Force , power and Work ?

[sAXIn]

I have a question where I have a force F(t) acting on particle ,
I intgrate 2 times and find X(t) , i used innitial conditions given x=0 , t=0 , v=0 .

1) now they ask me to write the work done by the power between t=0 , t=<epsilon> I know that dw=F dot DX but here the f and x are both functions of t so .... ???

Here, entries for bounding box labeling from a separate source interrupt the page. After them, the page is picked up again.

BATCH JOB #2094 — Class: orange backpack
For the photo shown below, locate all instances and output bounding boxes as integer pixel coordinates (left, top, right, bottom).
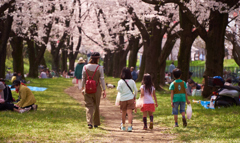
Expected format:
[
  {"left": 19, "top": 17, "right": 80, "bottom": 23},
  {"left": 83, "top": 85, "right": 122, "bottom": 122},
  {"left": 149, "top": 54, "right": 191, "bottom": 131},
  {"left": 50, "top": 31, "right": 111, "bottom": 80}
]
[{"left": 85, "top": 66, "right": 99, "bottom": 94}]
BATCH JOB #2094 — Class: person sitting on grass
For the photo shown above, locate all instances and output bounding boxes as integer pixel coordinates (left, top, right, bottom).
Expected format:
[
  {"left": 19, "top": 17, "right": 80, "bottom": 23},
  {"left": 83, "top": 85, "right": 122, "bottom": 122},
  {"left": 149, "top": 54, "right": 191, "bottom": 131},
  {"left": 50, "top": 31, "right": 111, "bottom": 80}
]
[
  {"left": 0, "top": 78, "right": 15, "bottom": 103},
  {"left": 0, "top": 82, "right": 31, "bottom": 113},
  {"left": 140, "top": 74, "right": 158, "bottom": 130},
  {"left": 117, "top": 67, "right": 137, "bottom": 132},
  {"left": 12, "top": 80, "right": 37, "bottom": 110},
  {"left": 169, "top": 68, "right": 190, "bottom": 127}
]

2) after that i need to write the power of the force on time t>0 i think interval t=0 , t=t ... ???

thank's in advance

[ramollari]

1)
You have dx/dt = ... -> dx = ...dt
W = \int_{x_0}^{x}Fdx = \int_{t_0}^{t}F(t)...dt

You know F in terms of t to get the solution.

2)
P = Fv = F(t)v(t), which you already have.

[sAXIn]

yes but you don't put in consideration that x is function of t it\s integral of F(t)d(x(t)) or something

2) I know that p=FV when the force is constant here it isn't ?!

[marlon]

sAXIn,

There are two options actually.

Suppose (i take x and F both along the x-axis, but you know that the integrandum of the work is a SCALAR product of two vectors)
F = 2
x = t²

You just need to substitute everything towards t...
Then W = \int Fdx = \int 2d(t^2) = \int 4tdt

Make sure that you adapt the boundaries.

or, since you know the velocity , you can calculate the kinetic energy and you know that work is equal to the difference in kinetic energy between the end and beginning of the motion : W = E_{k}^{FINAL} - E_k^{BEGINNING}

marlon

[ramollari]

1) Of course it is used:

W = \int_{t_0}^{t}F(t)v(t)dt

where dx = v(t)dt. So what's the problem.

2)
You need instantaneous power, which is the product of instantaneous force at time t and instantaneous velocity at time t. If you had used

P = \frac{\Delta W}{\Delta t}

then it would have been average power that doesn't apply in this problem.

If you're skeptic:

P = \frac{d}{dt}[W(t)] = \frac{d}{dt}(\int_{}^{}F(t)vdt) = Fv


where you well know that dx = vdt.

[sAXIn]

I got it's the same : I can integrate f(t)v(t)and then def. by dt so its = power or just skip it and f(t)v(t) is my power !!! thanks a lot ...